Beitrag von Lynx » 21.10.2011 14:25

Gehen wir einmal ein paar Jahre zurück...

Wissensdiebe
„Warum mache ich das gerade eigentlich?“,
fragte Kheran seufzend.
„Weil wir so was von fällig sind, wenn man uns erwischt“,
grinste Magatsu ihn an.
„Oh ja, das hatte ich beinahe vergessen“,
Kheran verzog das Gesicht, ohne aber wirklich ärgerlich zu wirken.
„Bist du dir sicher, dass du nicht mitkommen willst?“,
Isa musste den Kopf fast in den Nacken legen, um dem anderen Anwärter ins Gesicht schauen zu müssen.
„Jetzt hör‘ dir mal die Kleine an, Magatsu. Nicht eine Spur von Furcht. Nee, ist schon in Ordnung. Ihr macht euch mehr aus Büchern als ich.“
„Tja, ich habe eben einen schlechten Einfluss auf sie. Wollen wir?“
Isa nickte, woraufhin Magatsu noch ein
„Nach Euch, Mylady“
verlauten ließ. Gemeinsam schlichen die beiden zur Bibliothek, während Kheran am Ende des Ganges in eine Nische schlüpfte, um dort Wache zu halten.
„Wenn Noulon das mitbekommt, schmeißt er einen von uns beiden raus“,
feixte Magatsu. Isa zuckte nur die Schultern.
„Von mir aus. Das wird dann eh dich treffen. Du hast noch einen Vater außerhalb von hier wohnen. Ich bin die arme, kleine Waise, ohne anderes Zuhause“,
entgegnete sie und schaute dabei so unbeteiligt wie eben möglich drein.
„Aas“,
kommentierte Magatsu.
„Danke“,
Isa knickste leicht und zog einen langen Schlüssel aus ihrer Hosentasche hervor.
„Bringst du den heute Nacht wieder zurück?“,
wollte Magatsu wissen.
„Nein. Das ist nur der Ersatzschlüssel. Es wird ewig dauern, bis die merken, dass der fehlt.“
Leise schloss sie die Türe auf. Bei Nacht lag der große Raum noch stiller dar, als er es sonst schon tat. Zumal die meisten Reiter und Anwärter sich die Bücher nur ausliehen und es vorzogen draußen oder auf ihren Quartieren zu lesen, anstatt sich hier unter den wachsamen Augen der Bibliothekarin jedes Räuspern und Nießen zu verkneifen. Sorgsam schloss Isa die Türe hinter ihnen, während Magatsu zwei kleine Lampen entzündete.
„Das Archiv, welches du suchst liegt da vorne“,
wisperte Isa und deutete in Richtung einer unscheinbaren Holztüre. Magatsu reichte ihr eine der Lampen.
„Gut, dann treffen wir uns in spätestens einer Stunde hier wieder. Wonach wirst du suchen?“
„Verrate ich dir nicht“,
grinste sie breit und wandte sich in einer anderen Richtung zu.
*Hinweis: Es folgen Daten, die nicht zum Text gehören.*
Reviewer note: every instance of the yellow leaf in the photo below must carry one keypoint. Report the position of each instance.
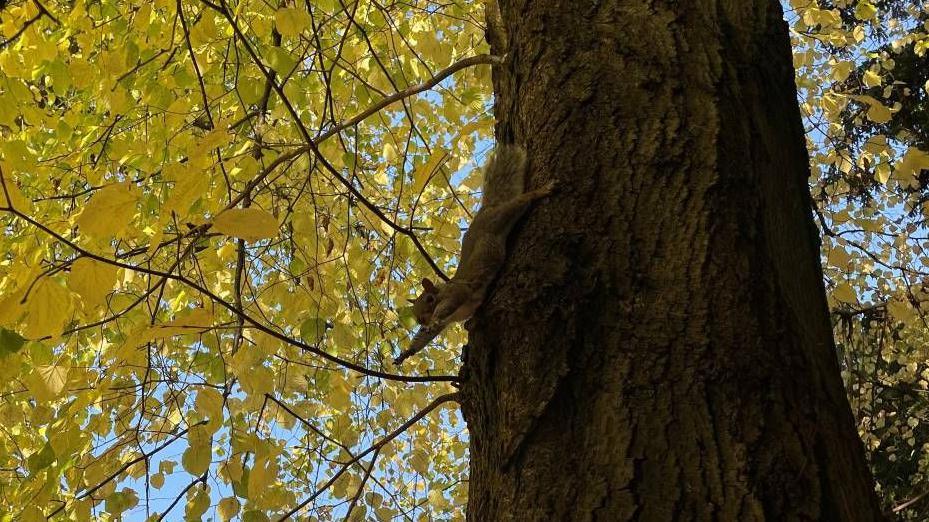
(838, 257)
(197, 504)
(845, 293)
(47, 309)
(92, 280)
(197, 456)
(871, 79)
(428, 170)
(109, 211)
(900, 310)
(913, 162)
(16, 198)
(877, 112)
(209, 403)
(47, 382)
(865, 10)
(188, 187)
(196, 321)
(291, 21)
(389, 152)
(228, 508)
(250, 224)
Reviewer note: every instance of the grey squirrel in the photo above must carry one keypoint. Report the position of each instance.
(483, 249)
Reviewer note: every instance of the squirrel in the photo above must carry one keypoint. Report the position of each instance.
(483, 249)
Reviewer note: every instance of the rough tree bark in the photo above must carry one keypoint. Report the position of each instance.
(658, 346)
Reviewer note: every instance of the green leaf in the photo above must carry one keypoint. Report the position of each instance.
(10, 342)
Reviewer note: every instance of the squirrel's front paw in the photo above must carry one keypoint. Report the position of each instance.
(548, 188)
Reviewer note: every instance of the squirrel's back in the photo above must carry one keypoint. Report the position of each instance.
(504, 175)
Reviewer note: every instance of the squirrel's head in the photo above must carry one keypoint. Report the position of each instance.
(424, 304)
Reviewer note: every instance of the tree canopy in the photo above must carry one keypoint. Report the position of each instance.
(214, 213)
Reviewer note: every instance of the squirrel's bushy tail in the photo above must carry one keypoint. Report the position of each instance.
(504, 175)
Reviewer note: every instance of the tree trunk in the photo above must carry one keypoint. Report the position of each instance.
(658, 346)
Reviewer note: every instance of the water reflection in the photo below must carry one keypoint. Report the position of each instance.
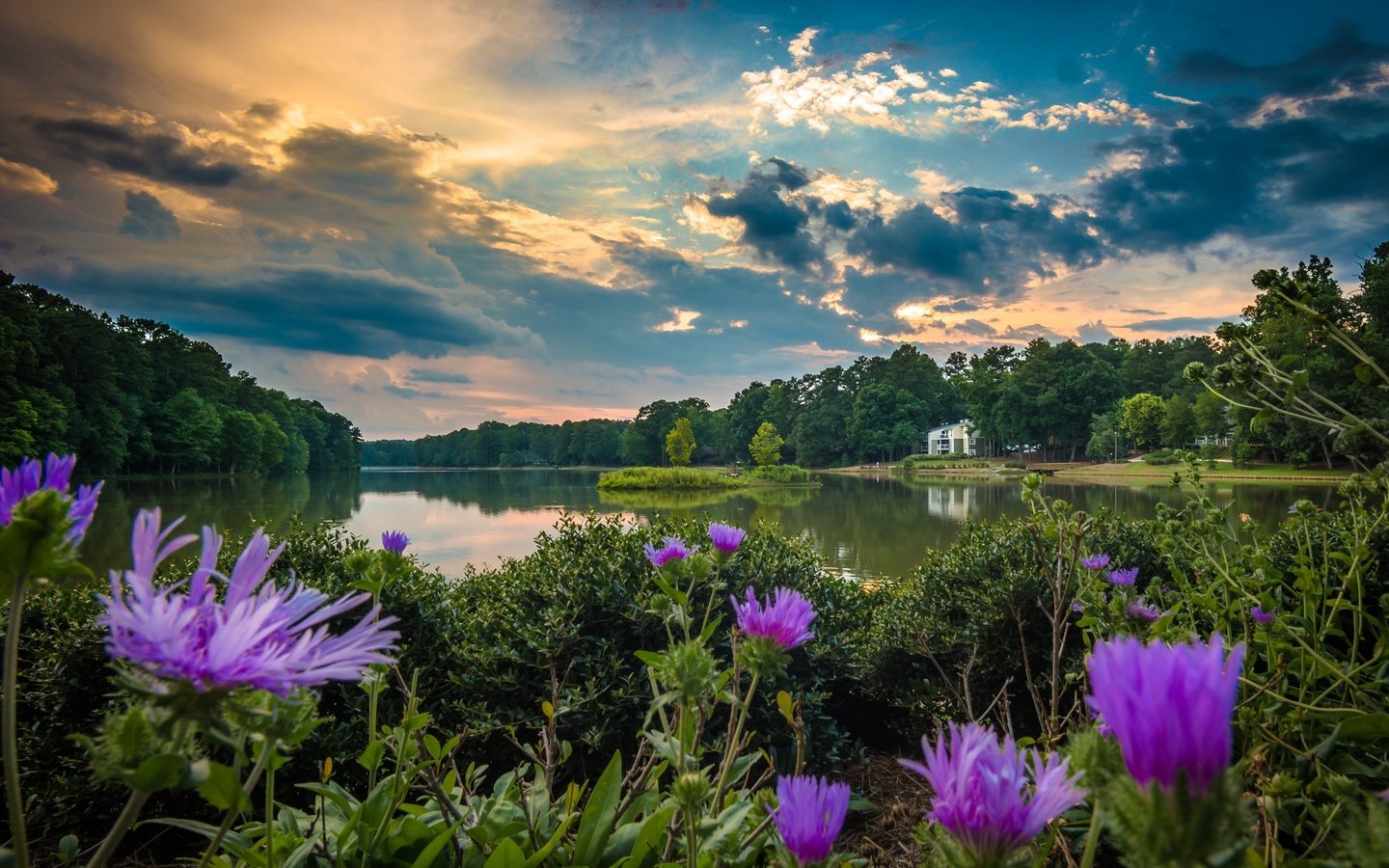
(861, 526)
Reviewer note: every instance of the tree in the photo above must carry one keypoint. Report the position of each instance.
(1178, 421)
(766, 445)
(679, 444)
(1140, 419)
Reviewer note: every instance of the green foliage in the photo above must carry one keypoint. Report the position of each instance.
(672, 478)
(1140, 419)
(136, 396)
(679, 442)
(766, 445)
(781, 474)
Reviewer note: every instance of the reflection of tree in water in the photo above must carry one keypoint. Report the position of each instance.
(492, 491)
(230, 503)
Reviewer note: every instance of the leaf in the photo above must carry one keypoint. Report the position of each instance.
(785, 704)
(599, 814)
(1364, 728)
(369, 758)
(505, 855)
(223, 788)
(158, 773)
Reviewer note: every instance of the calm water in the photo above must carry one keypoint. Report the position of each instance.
(861, 526)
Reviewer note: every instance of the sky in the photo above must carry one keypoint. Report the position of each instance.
(426, 214)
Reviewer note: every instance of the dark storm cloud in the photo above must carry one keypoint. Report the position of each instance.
(994, 242)
(1345, 57)
(299, 309)
(141, 150)
(1193, 325)
(776, 228)
(148, 218)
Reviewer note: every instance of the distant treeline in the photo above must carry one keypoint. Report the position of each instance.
(132, 396)
(1061, 400)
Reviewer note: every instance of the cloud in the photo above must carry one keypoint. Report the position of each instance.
(425, 375)
(25, 178)
(1193, 325)
(773, 226)
(681, 321)
(1094, 332)
(332, 310)
(148, 220)
(141, 148)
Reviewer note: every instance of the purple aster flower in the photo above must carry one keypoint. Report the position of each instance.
(725, 538)
(1143, 610)
(259, 635)
(53, 474)
(1124, 577)
(783, 618)
(672, 550)
(981, 793)
(1170, 706)
(808, 814)
(395, 540)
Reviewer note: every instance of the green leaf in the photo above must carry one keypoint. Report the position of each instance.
(1364, 728)
(505, 855)
(369, 758)
(158, 773)
(599, 814)
(223, 788)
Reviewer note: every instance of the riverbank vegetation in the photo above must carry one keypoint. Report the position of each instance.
(135, 396)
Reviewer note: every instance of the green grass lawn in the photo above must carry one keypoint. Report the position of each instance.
(1222, 470)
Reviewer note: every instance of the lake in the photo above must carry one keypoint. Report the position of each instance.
(861, 526)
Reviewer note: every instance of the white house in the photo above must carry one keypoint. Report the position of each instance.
(952, 439)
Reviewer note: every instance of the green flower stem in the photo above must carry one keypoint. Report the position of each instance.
(123, 824)
(731, 748)
(12, 753)
(132, 807)
(270, 820)
(232, 811)
(1092, 838)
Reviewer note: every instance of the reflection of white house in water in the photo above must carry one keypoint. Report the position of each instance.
(952, 502)
(952, 439)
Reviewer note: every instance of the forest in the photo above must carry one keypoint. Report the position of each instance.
(1064, 400)
(135, 396)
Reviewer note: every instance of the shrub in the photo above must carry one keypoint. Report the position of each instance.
(638, 478)
(782, 474)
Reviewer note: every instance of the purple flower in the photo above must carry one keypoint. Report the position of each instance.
(808, 814)
(1143, 610)
(259, 635)
(672, 550)
(1124, 577)
(725, 539)
(1170, 706)
(1096, 561)
(53, 474)
(981, 793)
(783, 618)
(395, 540)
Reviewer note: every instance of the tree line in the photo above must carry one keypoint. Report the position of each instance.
(133, 396)
(1059, 401)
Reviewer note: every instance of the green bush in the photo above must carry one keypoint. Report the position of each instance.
(637, 478)
(781, 474)
(483, 646)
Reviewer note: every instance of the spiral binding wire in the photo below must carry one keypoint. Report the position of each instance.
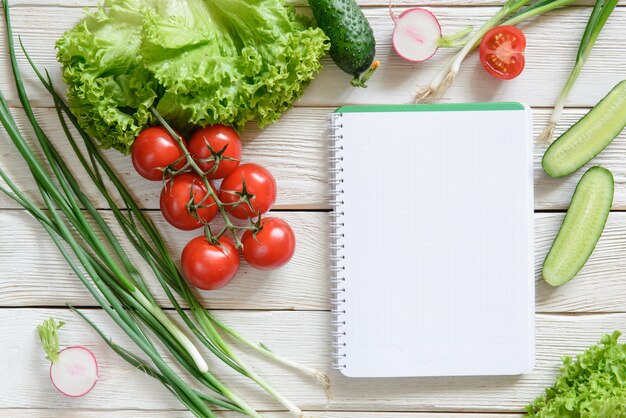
(337, 256)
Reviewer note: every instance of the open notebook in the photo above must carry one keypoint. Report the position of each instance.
(433, 240)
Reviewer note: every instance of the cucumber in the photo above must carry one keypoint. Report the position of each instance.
(581, 228)
(589, 136)
(352, 44)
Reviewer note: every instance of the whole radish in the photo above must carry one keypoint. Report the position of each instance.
(73, 370)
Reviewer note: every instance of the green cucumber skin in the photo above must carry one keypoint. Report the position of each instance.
(582, 227)
(589, 136)
(352, 44)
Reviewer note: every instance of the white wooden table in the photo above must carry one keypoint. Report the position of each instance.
(289, 309)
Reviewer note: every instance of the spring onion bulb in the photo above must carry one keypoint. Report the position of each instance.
(512, 13)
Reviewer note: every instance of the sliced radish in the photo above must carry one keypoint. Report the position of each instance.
(417, 34)
(75, 372)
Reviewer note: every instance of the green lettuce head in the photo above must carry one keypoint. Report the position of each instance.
(592, 386)
(199, 62)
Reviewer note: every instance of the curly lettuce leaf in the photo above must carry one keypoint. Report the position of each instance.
(592, 386)
(199, 62)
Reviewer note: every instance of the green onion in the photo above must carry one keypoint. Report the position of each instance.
(602, 9)
(49, 338)
(103, 266)
(511, 13)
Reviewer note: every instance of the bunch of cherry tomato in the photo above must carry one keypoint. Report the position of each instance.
(189, 200)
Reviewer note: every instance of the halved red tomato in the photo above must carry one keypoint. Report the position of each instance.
(502, 52)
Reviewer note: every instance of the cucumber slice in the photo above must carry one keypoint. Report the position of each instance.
(581, 228)
(589, 136)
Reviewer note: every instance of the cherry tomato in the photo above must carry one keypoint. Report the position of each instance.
(271, 247)
(208, 144)
(175, 197)
(153, 150)
(502, 52)
(210, 266)
(260, 188)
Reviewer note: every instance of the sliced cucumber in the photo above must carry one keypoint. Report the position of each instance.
(582, 227)
(589, 136)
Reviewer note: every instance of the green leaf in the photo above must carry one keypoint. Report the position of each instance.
(198, 62)
(49, 338)
(592, 386)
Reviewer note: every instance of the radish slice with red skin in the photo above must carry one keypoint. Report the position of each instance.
(75, 372)
(417, 34)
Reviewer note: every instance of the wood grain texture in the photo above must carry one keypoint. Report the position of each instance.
(552, 45)
(31, 263)
(34, 274)
(90, 413)
(362, 3)
(302, 336)
(295, 151)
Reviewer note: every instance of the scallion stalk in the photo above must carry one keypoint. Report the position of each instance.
(512, 12)
(602, 9)
(105, 269)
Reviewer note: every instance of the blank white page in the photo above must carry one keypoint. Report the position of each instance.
(438, 236)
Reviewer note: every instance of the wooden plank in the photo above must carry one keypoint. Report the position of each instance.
(362, 3)
(294, 150)
(132, 413)
(302, 284)
(303, 336)
(398, 80)
(34, 274)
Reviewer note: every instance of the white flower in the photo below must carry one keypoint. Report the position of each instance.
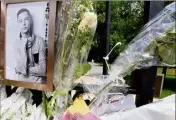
(89, 20)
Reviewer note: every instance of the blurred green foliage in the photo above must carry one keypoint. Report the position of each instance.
(126, 21)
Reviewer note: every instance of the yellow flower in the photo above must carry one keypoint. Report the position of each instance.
(89, 20)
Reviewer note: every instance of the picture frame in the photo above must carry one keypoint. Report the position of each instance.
(11, 5)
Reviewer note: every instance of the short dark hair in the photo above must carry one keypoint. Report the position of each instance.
(23, 10)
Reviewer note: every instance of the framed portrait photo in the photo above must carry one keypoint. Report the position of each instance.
(27, 48)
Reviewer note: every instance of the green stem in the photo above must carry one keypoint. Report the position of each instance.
(97, 95)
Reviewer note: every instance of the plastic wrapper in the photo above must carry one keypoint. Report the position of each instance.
(153, 46)
(77, 23)
(163, 109)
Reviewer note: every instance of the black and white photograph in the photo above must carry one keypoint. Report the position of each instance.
(26, 42)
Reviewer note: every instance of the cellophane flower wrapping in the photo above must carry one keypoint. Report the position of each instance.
(153, 46)
(77, 22)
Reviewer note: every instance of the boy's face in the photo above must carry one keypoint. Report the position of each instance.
(24, 21)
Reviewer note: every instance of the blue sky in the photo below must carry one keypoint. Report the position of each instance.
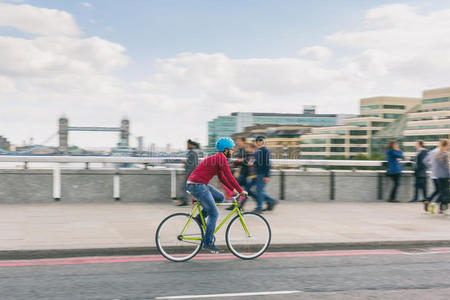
(178, 64)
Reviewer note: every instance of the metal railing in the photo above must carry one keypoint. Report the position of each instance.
(153, 161)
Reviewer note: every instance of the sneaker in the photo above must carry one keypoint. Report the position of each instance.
(426, 204)
(270, 206)
(212, 248)
(198, 218)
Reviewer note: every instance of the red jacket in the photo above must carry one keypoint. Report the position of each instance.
(215, 165)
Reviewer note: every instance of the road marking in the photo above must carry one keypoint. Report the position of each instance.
(230, 295)
(155, 258)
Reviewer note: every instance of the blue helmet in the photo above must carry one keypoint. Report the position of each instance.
(224, 143)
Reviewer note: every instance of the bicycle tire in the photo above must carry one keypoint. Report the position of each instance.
(174, 248)
(244, 246)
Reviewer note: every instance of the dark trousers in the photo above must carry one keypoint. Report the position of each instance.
(443, 190)
(242, 180)
(436, 190)
(395, 183)
(421, 184)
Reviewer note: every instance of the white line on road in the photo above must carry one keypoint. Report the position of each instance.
(230, 295)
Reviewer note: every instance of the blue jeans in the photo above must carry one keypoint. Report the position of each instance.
(261, 195)
(207, 196)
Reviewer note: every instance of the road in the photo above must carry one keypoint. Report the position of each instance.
(365, 274)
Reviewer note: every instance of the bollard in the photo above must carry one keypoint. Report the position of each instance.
(57, 182)
(332, 187)
(282, 185)
(380, 186)
(173, 184)
(116, 187)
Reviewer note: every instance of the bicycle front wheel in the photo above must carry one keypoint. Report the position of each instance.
(250, 237)
(177, 239)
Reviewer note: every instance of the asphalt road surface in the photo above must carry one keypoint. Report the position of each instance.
(365, 274)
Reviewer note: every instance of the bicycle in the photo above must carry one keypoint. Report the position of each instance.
(179, 237)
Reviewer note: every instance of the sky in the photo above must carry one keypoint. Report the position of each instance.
(171, 66)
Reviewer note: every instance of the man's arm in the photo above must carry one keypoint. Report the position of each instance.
(225, 173)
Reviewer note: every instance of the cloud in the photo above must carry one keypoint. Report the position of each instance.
(36, 20)
(316, 52)
(397, 50)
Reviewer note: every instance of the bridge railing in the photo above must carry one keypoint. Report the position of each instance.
(170, 161)
(171, 164)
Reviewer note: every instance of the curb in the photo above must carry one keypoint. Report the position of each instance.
(124, 251)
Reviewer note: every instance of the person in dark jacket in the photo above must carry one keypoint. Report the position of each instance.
(262, 168)
(189, 165)
(393, 155)
(241, 161)
(442, 171)
(420, 172)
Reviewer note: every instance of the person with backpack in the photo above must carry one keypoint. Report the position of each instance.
(420, 172)
(442, 171)
(190, 164)
(198, 185)
(394, 168)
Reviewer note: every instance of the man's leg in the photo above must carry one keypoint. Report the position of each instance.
(206, 200)
(217, 195)
(249, 186)
(416, 189)
(443, 193)
(242, 180)
(424, 187)
(260, 195)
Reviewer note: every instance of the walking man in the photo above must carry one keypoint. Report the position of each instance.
(420, 172)
(189, 165)
(262, 166)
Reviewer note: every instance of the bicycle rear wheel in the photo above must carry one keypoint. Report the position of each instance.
(177, 240)
(251, 243)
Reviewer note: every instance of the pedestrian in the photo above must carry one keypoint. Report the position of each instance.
(198, 185)
(262, 167)
(241, 161)
(250, 180)
(442, 171)
(429, 161)
(420, 172)
(394, 168)
(189, 165)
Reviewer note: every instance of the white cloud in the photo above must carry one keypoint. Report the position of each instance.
(397, 50)
(316, 52)
(36, 20)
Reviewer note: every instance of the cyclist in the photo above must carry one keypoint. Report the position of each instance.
(198, 185)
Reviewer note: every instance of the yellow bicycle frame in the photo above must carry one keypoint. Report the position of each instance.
(198, 208)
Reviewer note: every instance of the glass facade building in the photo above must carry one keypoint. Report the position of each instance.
(226, 126)
(354, 137)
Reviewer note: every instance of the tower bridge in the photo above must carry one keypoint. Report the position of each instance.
(64, 129)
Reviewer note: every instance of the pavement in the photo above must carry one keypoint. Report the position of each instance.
(62, 229)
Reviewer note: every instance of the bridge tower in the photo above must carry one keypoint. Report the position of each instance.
(64, 128)
(125, 132)
(63, 132)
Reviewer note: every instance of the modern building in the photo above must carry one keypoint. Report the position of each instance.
(282, 140)
(428, 122)
(354, 137)
(226, 126)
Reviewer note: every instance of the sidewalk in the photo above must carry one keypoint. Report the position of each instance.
(59, 226)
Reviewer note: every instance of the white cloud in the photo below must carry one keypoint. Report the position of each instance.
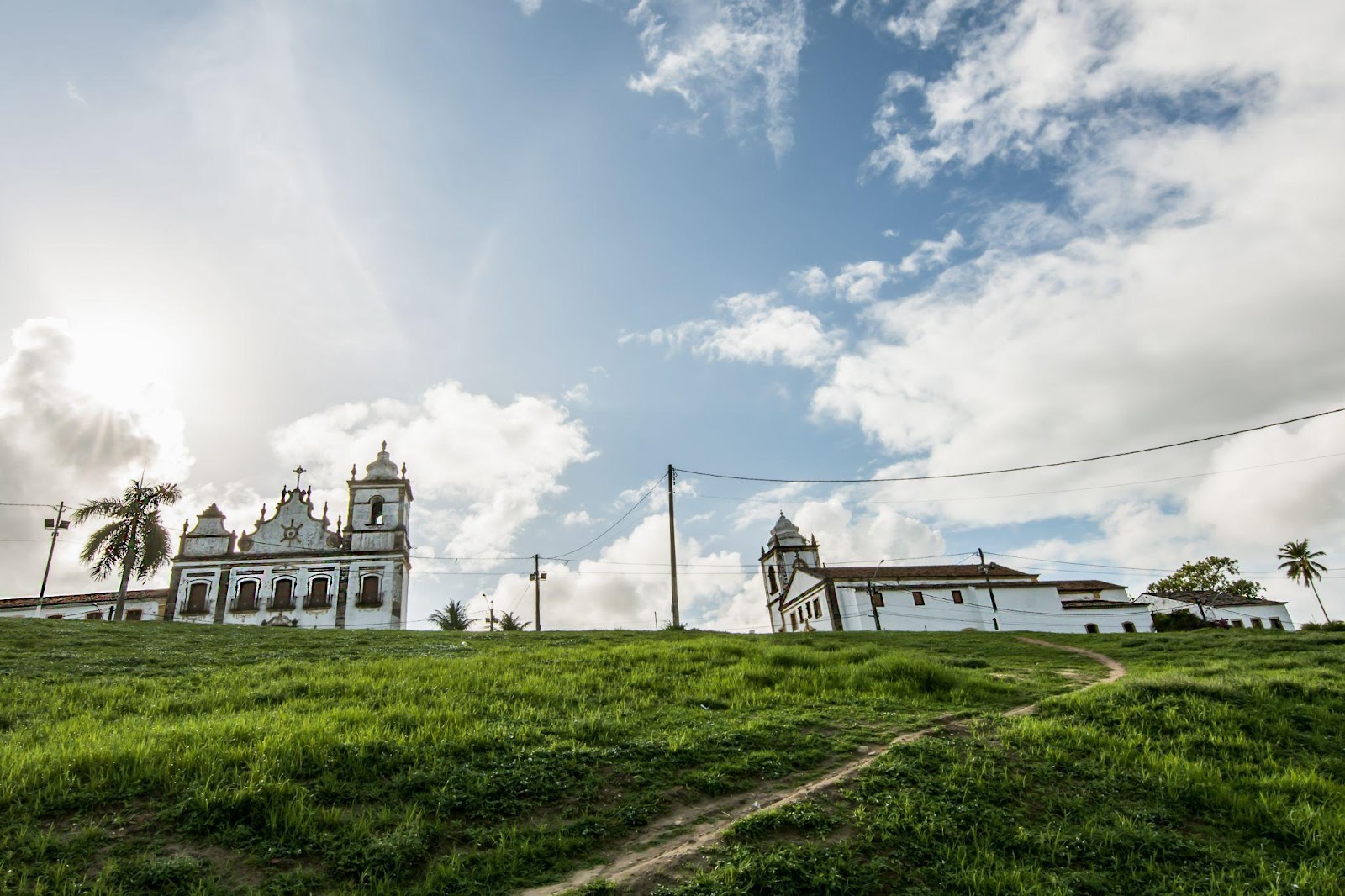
(752, 329)
(481, 470)
(576, 394)
(741, 58)
(578, 519)
(810, 282)
(78, 420)
(930, 253)
(860, 282)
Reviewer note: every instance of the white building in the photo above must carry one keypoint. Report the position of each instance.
(141, 606)
(295, 568)
(1237, 611)
(804, 595)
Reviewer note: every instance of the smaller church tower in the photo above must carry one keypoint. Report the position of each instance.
(786, 546)
(380, 508)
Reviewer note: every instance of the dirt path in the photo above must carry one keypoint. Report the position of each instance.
(674, 838)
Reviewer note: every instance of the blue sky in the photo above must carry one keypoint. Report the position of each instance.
(548, 248)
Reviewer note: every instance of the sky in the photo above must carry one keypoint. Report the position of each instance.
(546, 248)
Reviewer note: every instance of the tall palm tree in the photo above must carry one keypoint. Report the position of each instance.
(452, 618)
(134, 540)
(1301, 566)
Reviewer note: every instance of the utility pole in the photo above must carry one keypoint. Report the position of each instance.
(985, 569)
(537, 593)
(57, 526)
(677, 616)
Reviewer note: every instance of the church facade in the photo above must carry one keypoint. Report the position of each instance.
(295, 568)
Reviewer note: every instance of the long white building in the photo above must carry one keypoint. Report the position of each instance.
(804, 595)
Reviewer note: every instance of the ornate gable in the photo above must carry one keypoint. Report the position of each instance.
(291, 529)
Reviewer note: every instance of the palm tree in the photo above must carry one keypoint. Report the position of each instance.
(1301, 566)
(134, 540)
(452, 618)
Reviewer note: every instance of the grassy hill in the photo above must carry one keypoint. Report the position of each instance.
(186, 759)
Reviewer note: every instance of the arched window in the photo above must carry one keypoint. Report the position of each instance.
(197, 593)
(318, 593)
(282, 595)
(246, 600)
(369, 595)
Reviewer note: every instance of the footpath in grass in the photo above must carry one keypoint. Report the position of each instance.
(1216, 766)
(188, 759)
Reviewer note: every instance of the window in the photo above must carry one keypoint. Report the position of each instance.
(197, 593)
(282, 595)
(318, 593)
(246, 600)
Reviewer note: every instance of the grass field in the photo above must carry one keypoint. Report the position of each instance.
(1217, 766)
(183, 759)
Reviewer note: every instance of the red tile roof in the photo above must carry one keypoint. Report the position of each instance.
(923, 573)
(101, 598)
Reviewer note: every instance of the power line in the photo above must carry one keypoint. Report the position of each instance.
(614, 525)
(1029, 494)
(1006, 470)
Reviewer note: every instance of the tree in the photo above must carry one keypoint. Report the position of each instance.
(452, 618)
(1301, 566)
(134, 540)
(1214, 575)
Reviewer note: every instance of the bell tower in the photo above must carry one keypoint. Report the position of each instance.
(786, 546)
(380, 508)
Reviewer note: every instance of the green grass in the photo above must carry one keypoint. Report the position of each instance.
(182, 759)
(1217, 766)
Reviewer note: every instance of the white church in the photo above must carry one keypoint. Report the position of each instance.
(804, 595)
(296, 568)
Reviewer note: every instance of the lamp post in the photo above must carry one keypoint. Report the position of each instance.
(57, 526)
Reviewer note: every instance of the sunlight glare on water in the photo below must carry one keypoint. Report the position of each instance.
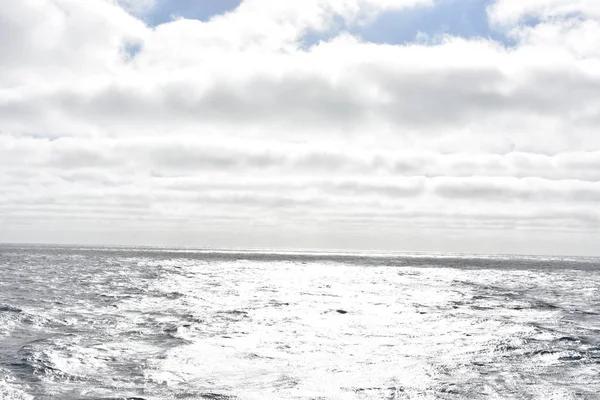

„Ich bekomme es ohnehin heraus“,
murmelte Magatsu eher zu sich selbst, als zu ihr und schlich in Richtung des ihm gezeigten Archivs. Mit angehaltenem Atem öffnete er die hölzerne Türe und verharrte erst einmal lauschend. Nichts regte sich, außer Isas leise Schritte, die vom anderen Ende der Bibliothek herüber hallten. Erleichtert hielt er die Lampe höher, um den flackernden Lichtschein auf Regale voller Bücher und Schriftrollen fallen zu lassen. Seine Suche würde keine Leichte werden, soviel stand fest. Wenigstens erachtete die Bibliothekarin diesen Ort nicht als wichtig genug, um ihn unter Verschluss zu halten. Nur hereingelassen hatte sie Magatsu nie und das hatte die Neugierde des jungen Anwärters geweckt. Es musste etwas geben, das sie vor ihm zu verbergen versuchten oder besser gesagt, jemanden. Denn der Raum in dem Magatsu nun stand beinhaltete nichts weiter als die Auflistung aller Reiter und deren Familien. Seinen Vater kannte er ja und auch von seinem verstorbenen Großvater hatte man ihm erzählt. Alles was er jedoch von seiner Mutter wusste, war, dass sie bei seiner Geburt gestorben sein sollte. Mehr war da nicht. Auch von seinen anderen Großeltern hatte man ihm nie erzählt. Und jedes Nachfragen war auf taube Ohren seines sturen Vaters gestoßen. Nein, er musste es nicht unbedingt wissen aber er wollte. Fieberhaft durchsuchte er das Archiv nach dem Stammbuch seiner Familie. Erst jetzt wurde ihm bewusst, wie viele Menschen eigentlich hier lebten. Seine Finger glitten über dutzende Bücher und Schriftrollen. An den Bedeutenderen prangten Wappen von Adelshäusern. Gleich daneben lagen auch unscheinbare Büchlein, kaum mehr als ein paar Seiten dick. Eine klare Trennlinie war dabei nicht zu erkennen.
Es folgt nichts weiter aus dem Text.